Please consider subscribing to Lucian Truscott Newsletter, from which this is reprinted with permission.

Nancy Mace

South Carolina Republicans Urge Death For Women Who Undergo Abortion

Members of South Carolina’s GOP-dominated House of Representatives are mulling a bill — introduced by a pro-Trump Republican and initially sponsored by 21 others — that would make women in South Carolina who undergo an abortion eligible for the death penalty.

According to Rolling Stone, the bill, dubbed “South Carolina Prenatal Equal Protection Act of 2023,” would amend the term “person” under state law to include “an unborn child at any stage of development” — even as a fertilized egg.

If passed, the bill will “ensure that an unborn child who is a victim of homicide is afforded equal protection under the homicide laws of the state,” including punishment by death for offenders.

The bill explained its use of the term fertilization, stating, “As used in this article, ‘fertilization’ means the fusion of a human spermatozoon with a human ovum.” Such a fusion could happen in just six days after copulation, according to a Planned Parenthood article.

The proposed amendment “[acknowledges] the sanctity of innocent human life, created in the image of God, which should be equally protected from fertilization to natural death,” the bill stated.

Rep. Rob Harris, an anti-Roe advocate and Freedom Caucus member, introduced the bill in late February, arguing that abortions should warrant the same punishment as murders.

“We have due process laws, as long as they’re followed,” Harris said. “I’m not inventing any new processes. The constitution of both states require due process and equal protection. So if you’re accused of stealing a candy bar, if you’re accused of murdering somebody, it would go through the same process,” Harris told WBTV.

The day the Republican majority of the U.S. Supreme Court overturned Roe v. Wade, the landmark ruling that established abortion as a constitutional right, Harris took to his Facebook page to celebrate.

“Praise the Lord! Roe vs. Wade has just been overturned by SCOTUS! Now SC legislators need to step up and save our children! Let’s see what they’re made of.

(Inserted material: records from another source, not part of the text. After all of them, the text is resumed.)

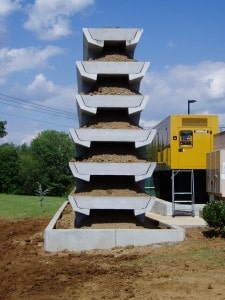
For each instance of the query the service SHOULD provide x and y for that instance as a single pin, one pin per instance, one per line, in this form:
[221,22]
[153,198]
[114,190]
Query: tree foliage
[53,150]
[45,161]
[9,168]
[214,215]
[3,129]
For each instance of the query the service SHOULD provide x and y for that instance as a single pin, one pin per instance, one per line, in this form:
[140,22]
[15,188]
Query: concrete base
[56,240]
[84,204]
[90,104]
[85,136]
[84,170]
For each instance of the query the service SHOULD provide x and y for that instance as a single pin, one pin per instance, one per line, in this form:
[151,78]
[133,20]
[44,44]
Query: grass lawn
[20,207]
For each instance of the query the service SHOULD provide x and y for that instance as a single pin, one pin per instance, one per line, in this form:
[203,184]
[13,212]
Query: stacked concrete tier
[93,108]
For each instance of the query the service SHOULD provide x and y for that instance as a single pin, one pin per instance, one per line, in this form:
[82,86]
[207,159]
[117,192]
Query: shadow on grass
[213,233]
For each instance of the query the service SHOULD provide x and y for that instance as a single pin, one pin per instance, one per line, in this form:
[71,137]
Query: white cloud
[9,6]
[25,120]
[170,90]
[50,19]
[45,92]
[23,59]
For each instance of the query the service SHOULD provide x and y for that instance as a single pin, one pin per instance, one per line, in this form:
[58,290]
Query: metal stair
[183,194]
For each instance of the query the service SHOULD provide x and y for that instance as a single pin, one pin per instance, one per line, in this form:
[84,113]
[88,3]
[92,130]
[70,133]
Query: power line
[18,102]
[40,110]
[34,119]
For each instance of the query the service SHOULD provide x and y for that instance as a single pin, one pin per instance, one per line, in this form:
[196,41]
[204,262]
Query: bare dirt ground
[193,269]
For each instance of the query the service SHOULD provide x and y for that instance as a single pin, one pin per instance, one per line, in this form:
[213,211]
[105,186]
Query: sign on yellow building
[182,141]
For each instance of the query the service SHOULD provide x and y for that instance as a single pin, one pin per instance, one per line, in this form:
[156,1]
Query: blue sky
[40,41]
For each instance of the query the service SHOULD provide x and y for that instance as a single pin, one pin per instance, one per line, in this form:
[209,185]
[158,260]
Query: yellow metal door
[192,153]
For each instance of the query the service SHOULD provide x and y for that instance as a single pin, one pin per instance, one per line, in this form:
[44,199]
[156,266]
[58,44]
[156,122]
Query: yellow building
[182,141]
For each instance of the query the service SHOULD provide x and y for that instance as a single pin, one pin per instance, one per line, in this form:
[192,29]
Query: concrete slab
[140,137]
[56,240]
[84,170]
[90,104]
[84,204]
[91,69]
[164,208]
[94,39]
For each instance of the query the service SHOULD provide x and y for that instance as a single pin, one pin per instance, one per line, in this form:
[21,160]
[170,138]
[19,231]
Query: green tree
[53,150]
[2,129]
[9,167]
[28,174]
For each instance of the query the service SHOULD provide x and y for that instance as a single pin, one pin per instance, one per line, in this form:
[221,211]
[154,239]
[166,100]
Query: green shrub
[214,215]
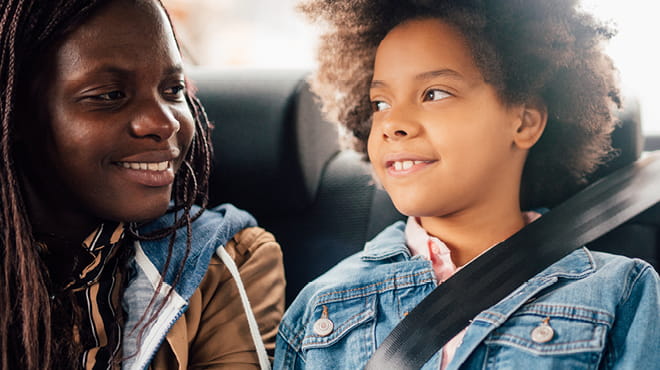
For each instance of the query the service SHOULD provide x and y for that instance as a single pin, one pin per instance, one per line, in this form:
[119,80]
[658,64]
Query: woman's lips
[152,174]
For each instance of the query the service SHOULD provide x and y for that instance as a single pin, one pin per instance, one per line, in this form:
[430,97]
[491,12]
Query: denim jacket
[604,312]
[210,231]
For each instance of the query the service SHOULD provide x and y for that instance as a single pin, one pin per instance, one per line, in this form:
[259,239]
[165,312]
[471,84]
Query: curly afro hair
[526,49]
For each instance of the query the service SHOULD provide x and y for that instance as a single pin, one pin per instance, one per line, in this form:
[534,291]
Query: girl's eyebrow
[445,72]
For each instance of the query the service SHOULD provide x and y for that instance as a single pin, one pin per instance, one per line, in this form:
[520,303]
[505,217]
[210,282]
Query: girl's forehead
[424,45]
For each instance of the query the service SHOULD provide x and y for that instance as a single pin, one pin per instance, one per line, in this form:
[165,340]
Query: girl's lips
[406,166]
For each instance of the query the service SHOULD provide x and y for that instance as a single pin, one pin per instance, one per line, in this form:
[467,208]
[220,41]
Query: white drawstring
[252,322]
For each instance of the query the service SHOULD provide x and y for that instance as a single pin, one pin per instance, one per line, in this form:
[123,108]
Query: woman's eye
[379,105]
[109,96]
[175,90]
[435,95]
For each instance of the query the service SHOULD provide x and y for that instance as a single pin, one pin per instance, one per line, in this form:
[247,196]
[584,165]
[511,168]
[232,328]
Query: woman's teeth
[146,166]
[405,165]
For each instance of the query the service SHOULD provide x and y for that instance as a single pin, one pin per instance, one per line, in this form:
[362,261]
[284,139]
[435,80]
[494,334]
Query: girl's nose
[400,124]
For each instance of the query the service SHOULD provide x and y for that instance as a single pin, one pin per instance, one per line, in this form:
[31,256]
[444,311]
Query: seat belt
[448,309]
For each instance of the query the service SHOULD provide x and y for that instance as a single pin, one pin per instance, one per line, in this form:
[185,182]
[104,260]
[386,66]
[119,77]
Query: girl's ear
[531,125]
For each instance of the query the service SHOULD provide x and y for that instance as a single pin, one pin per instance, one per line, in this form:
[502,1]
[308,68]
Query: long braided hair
[28,29]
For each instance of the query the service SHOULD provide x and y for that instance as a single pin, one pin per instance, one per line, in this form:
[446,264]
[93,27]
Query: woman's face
[118,124]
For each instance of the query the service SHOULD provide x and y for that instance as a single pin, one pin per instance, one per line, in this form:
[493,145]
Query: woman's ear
[531,125]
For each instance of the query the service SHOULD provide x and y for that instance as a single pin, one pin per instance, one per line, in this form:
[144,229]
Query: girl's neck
[469,233]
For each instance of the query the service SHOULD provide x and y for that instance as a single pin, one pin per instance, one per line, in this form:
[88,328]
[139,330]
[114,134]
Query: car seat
[276,157]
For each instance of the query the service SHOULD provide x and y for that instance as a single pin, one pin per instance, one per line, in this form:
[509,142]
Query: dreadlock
[28,31]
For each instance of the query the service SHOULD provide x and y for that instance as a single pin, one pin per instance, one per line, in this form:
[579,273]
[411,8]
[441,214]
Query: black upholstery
[277,158]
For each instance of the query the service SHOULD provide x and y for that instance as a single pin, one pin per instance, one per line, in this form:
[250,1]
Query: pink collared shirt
[433,249]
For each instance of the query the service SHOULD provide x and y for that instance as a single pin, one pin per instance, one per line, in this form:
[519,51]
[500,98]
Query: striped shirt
[97,283]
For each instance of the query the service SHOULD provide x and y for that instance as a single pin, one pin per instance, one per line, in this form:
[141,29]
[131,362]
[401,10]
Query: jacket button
[323,326]
[544,332]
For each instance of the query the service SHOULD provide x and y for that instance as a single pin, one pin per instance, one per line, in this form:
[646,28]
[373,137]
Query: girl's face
[442,142]
[118,123]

We’ll be keeping a very close eye on them!” he wrote.

Indeed, there are no exceptions for rape and incest in Harris’ bill — a point which Rep. Nancy Mace (R-SC), who has long assailed her party’s stringent abortion policies, raised on the floor of the U.S. House on Friday, per The Hill.

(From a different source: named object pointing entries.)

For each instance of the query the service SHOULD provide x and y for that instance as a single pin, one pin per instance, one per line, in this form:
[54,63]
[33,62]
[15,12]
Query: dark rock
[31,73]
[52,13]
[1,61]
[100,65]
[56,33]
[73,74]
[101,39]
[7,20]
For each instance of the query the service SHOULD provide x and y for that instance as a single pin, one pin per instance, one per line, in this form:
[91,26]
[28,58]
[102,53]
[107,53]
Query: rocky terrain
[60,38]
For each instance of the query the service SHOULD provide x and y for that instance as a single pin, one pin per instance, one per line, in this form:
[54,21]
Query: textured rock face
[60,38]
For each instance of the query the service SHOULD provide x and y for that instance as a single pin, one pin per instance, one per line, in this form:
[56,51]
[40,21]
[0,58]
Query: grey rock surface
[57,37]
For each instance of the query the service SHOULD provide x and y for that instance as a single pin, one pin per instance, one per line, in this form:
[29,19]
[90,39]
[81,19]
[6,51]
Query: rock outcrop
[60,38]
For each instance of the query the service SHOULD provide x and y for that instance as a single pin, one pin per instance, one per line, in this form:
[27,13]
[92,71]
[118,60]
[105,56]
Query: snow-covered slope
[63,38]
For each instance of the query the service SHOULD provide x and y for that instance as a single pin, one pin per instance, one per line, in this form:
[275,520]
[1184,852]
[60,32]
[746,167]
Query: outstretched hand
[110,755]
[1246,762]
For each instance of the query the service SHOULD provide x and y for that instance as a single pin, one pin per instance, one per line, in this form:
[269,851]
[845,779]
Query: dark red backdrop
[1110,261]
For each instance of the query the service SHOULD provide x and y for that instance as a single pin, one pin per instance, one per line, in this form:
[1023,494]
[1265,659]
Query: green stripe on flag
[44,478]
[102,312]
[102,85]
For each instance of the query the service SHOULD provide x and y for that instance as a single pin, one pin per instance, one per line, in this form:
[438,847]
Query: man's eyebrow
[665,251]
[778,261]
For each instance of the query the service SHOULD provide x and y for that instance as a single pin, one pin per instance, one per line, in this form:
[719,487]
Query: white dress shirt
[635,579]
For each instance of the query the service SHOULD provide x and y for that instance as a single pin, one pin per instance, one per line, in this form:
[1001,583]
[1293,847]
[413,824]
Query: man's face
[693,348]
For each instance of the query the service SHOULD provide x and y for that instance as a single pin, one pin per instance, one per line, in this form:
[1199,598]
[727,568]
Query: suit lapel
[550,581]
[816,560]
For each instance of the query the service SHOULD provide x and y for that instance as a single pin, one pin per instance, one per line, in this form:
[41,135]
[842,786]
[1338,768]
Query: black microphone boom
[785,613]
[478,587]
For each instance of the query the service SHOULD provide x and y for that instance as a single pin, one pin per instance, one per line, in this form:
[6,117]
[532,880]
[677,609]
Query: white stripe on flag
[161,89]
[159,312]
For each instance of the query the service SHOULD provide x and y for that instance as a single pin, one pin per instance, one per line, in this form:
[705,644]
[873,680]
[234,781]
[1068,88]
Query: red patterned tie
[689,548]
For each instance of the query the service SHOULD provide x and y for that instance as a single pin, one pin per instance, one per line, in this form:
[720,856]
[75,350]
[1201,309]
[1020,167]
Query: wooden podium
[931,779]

“To see this debate go to the dark places, the dark edges, where it has gone on both sides of the aisle, has been deeply disturbing to me as a woman, as a female legislator, as a mom, and as a victim of rape. I was raped as a teenager at the age of 16,” Mace said.

She added, “This debate ought to be a bipartisan debate where we balance the rights of women, and we balance the right to life. But we aren’t having that conversation here in D.C. We aren’t having that conversation at home. We aren’t having that conversation with fellow state lawmakers.”

Harris dismissed Mace’s objections in a statement to Rolling Stone, saying, “There are other bills with exceptions, but will do little or nothing to save the lives of pre-born children.”

He suggested to the publication that the bill was appropriate because it contained a “‘duress’ defense for women who are pressured/threatened to have an abortion” exception and another for “medical care to save the mother’s life.”

“The functional language in that scenario is whether the baby’s life is forfeited ‘unintentionally’ or ‘intentionally,’” Harris told Rolling Stone.

When the Rolling Stone reporter asked Harris if it was ironic of him, a member of the “Freedom Caucus,” to draft a bill with such harsh restrictions on reproductive freedom, the Republican replied, “Murder of the pre-born is harsh.”

Two of the 21 Republicans who initially sponsored the bill, Reps. Matt Leber and Kathy Landing, requested to have their names scrubbed off the list of sponsors on February 28.

Five more Republicans backed out on Monday, the very day Rolling Stone and The Hill reported on the bill.